Voice to Text

conor1 · September 7, 2017, 8:48am

Essentially it’s your demo with minor text display adjustment plus the offending voiceToText.startRecording(nil, nil, 5000,5000,5000)

conor1 · September 7, 2017, 10:06am

Update. It seems that the timeout is delayed if the voice recognition needs time to work out what is said. I spoke gibberish into the app, paused and spoke proper words. Because my gibberish was still being processed, the pause was ‘accepted’ and my proper words after the pause also accepted.

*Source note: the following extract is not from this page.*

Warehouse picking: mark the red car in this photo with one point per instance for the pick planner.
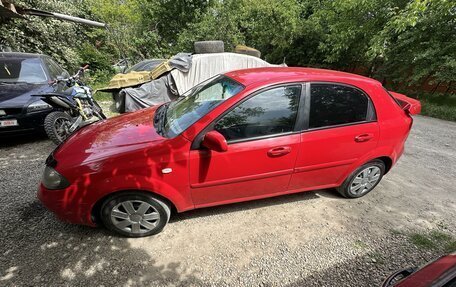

Probably not be of any use of course…

Scott_Harrison · September 7, 2017, 5:09pm

It looks like Google either removed this feature to set inputSilenceLength or it is a bug. Either way, it looks like it is not working for anyone.

I have also tried a couple apps that use this android api and they seem to have the same issue. I can not do anything on my end to fix this google issue.

Sources:

https://stackoverflow.com/a/28628826

https://stackoverflow.com/a/17675098

conor1 · September 8, 2017, 3:01pm

A subnote to this issue. I was testing again with some music playing in the background, and the recording continued for longer than usual. Obviously API taking more time to figure that talking has stopped. Not the required answer of course.

So we need google to fix this.

Scott_Harrison · September 8, 2017, 4:35pm

You might try stopping the background music if you can.

sirmania · November 13, 2017, 9:33am

Hi Scott!

Your plugin is awesome!!!

Is it possible to add support for Apple TV? Apple TV 4th generation and 4K has a microphone in the remote control (for Siri). If Apple TV can be supported it would be a game changer for me B)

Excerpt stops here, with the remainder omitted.